Assuming you have some function foo :: Char -> SomeType, you just need to map this function over your list of Char.
bar :: [Char] -> [SomeType]
bar cs = map foo cs
I hope I get this correctly and there is a way (if the data-constructors are just one-letters too) - you use the auto-deriving for Read:
data X = A | B | Y
deriving (Show, Read)
parse :: String -> [X]
parse = map (read . return)
(the return will just wrap a single character back into a singleton-list making it a String)
example
λ> parse "BAY"
[B,A,Y]
I'm trying to create a function that will remove all occurrences of a given character in a string, but being the Haskell amateur that I am, I've run into issues that are making it hard to sleep.
Here's my code:
remove:: Char -> String -> Int
remove[] = []
remove (char : list) = char : remove (filter (\elm -> not (char == elm) ) list)
With the type definitions in, I get the following error code:
ERROR "a5.hs":17 - Type error in explicitly typed binding
*** Term : char : list
*** Type : [a]
*** Does not match : Char
Can anyone please help?
The type signature says that remove takes two parameters, a Char and a String, and gives back an Int.
The error message refers to the second equation, which tries to match the first parameter (a Char) to (char : list) (a list).
Perhaps you meant
remove char list = ...
?
Further errors:
The first equation makes the same mistake (trying to match an empty list with the Char parameter).
Perhaps this should be
remove _ [] = ...
(_ means to match anything.)
The type signature says that the result is an Int, but your equations give a String result.
There are more mistakes. But that will get you started.

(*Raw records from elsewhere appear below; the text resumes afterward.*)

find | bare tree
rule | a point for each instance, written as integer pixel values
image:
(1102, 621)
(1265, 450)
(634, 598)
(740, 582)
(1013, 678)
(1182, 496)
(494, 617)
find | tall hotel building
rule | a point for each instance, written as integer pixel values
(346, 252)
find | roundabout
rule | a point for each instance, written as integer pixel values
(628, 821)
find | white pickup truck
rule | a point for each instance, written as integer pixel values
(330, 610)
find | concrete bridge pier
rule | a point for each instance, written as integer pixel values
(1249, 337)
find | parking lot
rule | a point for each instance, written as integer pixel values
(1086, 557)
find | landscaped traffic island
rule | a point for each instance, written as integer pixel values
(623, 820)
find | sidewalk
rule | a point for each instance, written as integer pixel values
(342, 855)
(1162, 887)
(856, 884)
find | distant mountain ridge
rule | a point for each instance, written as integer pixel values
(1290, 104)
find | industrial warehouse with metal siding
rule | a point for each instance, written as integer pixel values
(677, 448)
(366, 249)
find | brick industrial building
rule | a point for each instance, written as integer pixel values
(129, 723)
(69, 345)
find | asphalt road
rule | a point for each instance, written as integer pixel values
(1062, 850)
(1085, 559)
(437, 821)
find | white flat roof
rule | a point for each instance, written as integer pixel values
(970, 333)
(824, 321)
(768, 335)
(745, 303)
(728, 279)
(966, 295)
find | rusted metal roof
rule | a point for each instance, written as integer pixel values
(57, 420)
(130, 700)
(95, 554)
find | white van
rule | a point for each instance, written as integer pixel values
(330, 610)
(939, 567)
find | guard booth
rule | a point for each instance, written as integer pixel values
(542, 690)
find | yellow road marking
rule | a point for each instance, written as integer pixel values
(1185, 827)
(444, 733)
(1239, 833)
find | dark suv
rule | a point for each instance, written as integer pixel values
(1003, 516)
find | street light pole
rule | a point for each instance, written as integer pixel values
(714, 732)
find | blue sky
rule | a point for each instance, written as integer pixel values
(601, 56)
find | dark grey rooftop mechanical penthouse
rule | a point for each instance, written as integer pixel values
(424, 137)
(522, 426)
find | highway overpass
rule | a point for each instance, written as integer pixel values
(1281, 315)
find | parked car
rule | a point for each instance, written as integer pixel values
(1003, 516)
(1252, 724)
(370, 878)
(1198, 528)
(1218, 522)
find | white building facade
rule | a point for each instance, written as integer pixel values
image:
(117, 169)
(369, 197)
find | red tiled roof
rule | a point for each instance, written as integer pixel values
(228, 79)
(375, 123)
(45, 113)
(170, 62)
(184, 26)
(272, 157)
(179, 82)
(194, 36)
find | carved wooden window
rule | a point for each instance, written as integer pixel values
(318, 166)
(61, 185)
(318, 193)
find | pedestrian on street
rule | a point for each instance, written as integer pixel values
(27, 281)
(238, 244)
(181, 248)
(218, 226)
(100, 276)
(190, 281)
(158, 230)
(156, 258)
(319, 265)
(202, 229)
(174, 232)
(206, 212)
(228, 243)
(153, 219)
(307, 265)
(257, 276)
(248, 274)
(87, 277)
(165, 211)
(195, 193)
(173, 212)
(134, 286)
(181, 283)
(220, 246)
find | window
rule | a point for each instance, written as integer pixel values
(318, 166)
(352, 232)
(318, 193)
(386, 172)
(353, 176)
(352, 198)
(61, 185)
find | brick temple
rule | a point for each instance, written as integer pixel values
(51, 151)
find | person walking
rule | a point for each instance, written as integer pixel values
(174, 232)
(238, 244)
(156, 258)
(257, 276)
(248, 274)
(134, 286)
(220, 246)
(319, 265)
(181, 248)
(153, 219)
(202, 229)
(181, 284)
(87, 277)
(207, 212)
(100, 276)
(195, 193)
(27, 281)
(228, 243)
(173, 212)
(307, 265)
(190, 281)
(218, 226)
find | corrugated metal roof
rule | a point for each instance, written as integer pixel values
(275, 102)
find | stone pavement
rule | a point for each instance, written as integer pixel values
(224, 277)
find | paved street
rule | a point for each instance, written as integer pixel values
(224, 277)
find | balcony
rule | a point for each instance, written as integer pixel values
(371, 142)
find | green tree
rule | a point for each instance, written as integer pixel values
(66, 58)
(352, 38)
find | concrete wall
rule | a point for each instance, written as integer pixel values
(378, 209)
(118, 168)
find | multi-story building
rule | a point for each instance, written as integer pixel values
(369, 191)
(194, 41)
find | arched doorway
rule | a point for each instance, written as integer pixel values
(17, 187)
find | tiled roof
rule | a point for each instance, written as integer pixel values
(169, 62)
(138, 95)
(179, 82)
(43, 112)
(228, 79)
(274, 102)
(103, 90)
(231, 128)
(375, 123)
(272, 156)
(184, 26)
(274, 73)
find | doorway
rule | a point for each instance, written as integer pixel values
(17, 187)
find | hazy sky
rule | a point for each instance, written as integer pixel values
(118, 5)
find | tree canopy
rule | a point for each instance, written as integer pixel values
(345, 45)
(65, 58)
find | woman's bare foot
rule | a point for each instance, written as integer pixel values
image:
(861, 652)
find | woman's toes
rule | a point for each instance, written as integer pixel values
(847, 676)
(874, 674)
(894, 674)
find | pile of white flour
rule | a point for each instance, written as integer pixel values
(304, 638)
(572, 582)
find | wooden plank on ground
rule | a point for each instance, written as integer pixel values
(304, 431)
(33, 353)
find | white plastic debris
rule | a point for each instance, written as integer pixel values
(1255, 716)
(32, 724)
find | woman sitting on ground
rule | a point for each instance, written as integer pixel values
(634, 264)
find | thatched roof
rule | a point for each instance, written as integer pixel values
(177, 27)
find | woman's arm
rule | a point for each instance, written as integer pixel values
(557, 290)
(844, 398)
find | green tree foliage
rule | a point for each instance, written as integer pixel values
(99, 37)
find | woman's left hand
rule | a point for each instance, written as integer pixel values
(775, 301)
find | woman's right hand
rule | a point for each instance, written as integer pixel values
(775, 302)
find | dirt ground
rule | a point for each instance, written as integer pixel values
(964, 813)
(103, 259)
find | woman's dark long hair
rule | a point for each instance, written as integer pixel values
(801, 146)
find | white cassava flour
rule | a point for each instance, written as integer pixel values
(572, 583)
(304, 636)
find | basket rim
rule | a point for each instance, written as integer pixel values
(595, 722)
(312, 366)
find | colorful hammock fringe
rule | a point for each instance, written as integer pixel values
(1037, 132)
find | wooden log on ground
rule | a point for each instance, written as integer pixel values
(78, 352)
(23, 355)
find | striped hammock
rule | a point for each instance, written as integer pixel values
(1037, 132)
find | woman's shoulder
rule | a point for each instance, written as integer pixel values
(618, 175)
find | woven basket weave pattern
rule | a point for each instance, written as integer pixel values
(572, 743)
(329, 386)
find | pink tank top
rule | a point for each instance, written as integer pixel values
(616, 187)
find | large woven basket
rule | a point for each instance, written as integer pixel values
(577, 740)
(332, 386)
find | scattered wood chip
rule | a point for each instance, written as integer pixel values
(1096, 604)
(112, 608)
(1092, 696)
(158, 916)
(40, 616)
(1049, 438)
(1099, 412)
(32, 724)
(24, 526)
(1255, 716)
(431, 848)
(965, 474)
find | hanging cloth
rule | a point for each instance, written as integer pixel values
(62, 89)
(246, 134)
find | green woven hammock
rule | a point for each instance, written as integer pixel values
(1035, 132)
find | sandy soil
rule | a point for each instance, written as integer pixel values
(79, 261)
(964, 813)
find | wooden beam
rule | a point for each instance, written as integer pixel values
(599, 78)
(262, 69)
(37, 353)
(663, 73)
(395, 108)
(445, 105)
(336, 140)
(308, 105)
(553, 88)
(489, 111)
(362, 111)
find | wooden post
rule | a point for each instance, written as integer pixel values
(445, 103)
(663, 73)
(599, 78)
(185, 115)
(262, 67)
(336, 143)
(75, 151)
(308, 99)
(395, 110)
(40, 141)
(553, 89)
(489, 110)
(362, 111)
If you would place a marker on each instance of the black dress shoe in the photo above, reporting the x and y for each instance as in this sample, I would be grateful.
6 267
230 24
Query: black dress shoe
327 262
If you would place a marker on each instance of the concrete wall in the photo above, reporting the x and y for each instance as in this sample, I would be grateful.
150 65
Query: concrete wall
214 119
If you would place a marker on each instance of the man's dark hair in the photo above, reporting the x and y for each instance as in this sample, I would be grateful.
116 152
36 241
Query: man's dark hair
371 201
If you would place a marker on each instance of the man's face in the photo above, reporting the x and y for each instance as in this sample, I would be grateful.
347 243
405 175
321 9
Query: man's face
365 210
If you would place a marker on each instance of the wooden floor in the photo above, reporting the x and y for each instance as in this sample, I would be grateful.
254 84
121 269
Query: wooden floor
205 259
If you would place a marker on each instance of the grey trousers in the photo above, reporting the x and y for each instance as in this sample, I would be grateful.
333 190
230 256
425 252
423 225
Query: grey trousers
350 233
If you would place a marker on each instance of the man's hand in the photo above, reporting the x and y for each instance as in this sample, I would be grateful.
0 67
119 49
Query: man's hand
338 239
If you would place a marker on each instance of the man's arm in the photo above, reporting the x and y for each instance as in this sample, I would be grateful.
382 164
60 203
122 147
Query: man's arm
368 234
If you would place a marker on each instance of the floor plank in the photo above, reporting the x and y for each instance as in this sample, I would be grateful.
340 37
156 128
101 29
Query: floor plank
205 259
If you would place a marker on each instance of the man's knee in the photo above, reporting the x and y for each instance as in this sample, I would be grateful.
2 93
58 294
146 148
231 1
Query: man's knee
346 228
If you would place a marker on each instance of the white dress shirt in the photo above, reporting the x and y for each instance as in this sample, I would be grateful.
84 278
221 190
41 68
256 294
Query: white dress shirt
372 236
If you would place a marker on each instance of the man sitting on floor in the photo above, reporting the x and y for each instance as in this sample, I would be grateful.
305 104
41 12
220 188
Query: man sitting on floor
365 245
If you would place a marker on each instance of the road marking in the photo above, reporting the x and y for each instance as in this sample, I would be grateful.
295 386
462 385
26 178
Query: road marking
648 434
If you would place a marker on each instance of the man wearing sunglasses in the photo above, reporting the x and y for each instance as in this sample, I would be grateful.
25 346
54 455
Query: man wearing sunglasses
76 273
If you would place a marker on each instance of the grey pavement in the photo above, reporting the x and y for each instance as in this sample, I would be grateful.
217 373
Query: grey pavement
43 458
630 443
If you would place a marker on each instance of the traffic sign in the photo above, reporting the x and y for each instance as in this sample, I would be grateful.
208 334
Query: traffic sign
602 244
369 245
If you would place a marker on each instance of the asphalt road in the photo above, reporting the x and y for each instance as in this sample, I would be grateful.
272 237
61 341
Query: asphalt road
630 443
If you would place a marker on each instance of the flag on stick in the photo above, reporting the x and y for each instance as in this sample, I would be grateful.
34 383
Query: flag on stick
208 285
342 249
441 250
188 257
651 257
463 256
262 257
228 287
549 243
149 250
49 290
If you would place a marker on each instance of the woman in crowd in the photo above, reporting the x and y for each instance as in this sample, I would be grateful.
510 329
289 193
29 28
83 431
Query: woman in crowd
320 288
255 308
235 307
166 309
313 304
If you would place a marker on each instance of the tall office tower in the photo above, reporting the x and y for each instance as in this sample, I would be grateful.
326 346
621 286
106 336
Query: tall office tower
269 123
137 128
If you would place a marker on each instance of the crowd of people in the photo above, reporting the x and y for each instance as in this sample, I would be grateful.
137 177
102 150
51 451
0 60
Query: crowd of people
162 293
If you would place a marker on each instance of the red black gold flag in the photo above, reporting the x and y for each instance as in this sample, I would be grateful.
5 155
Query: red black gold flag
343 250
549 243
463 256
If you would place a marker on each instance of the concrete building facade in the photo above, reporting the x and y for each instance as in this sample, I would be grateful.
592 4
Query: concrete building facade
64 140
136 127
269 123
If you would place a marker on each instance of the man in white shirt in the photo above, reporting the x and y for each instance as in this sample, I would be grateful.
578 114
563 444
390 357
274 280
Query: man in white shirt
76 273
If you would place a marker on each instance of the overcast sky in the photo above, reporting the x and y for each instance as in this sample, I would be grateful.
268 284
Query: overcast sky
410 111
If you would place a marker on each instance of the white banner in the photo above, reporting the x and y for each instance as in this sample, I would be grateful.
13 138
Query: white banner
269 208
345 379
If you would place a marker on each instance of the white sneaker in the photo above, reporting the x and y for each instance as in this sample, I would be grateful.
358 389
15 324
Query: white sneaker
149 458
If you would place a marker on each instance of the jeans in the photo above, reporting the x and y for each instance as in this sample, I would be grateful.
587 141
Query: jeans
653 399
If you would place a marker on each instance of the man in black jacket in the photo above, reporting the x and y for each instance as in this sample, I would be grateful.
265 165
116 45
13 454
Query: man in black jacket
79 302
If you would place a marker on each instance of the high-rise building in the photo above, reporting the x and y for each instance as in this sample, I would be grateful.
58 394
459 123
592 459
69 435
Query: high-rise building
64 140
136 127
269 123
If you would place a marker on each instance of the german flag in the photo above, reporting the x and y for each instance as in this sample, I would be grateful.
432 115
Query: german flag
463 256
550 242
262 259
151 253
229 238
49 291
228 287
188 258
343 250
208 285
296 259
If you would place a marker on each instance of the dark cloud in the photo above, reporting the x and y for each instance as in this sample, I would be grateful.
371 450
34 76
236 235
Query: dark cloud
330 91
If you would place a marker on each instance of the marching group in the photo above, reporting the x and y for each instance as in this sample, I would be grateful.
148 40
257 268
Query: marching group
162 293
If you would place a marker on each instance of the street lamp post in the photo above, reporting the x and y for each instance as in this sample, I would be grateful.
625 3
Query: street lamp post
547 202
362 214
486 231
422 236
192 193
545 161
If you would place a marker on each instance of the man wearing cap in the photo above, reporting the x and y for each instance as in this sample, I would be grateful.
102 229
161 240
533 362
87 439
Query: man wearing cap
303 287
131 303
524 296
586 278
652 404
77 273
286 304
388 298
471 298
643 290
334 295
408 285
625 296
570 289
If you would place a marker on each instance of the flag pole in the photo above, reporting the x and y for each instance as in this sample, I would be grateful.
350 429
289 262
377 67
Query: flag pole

Edit: In response to your first comment:
The type signature should be
remove :: Char -> String -> String
remove takes a Char and a String and gives back a String.
When you put remove :: Char -> String, that means remove takes a Char and gives back a String.
(\elm -> flip (==) elm)
is the same as (\elm -> (==) elm)
is the same as (\elm birch -> (==) elm birch)
is the same as (\elm birch -> elm == birch)
is also the same as (==).
This expression has the type a -> a -> Bool, but you are passing it as the first parameter to filter, which expects a function with type a -> Bool (i.e. it wants a function that takes one parameter, not a function that takes two).
(This is what the error message is telling you about.)
I have a very simple question: Given a function accepting a char and returning a string
test :: Char -> [String]
how can one convert the char into a string? I'm confused over the two types.
In Haskell String is an alias for [Char]:
type String = [Char]
If you just want a function that converts a single char to a string you could e.g. do
charToString :: Char -> String
charToString c = [c]
If you prefer pointfree style you could also write
charToString :: Char -> String
charToString = (:[])
A String is just a [Char]
But that's just a nice way of saying
'H':'E':'L':'L':'O':[]
So to make it a [String] we could do:
['H':'E':'L':'L':'O':[]]
Another way would be using
return . return
Since return for lists is defined as :[]
Note that you can convert any type implementing the Show type class to a string using show:
(Show a) => a -> String
Because Char implements this, the function is already written for you!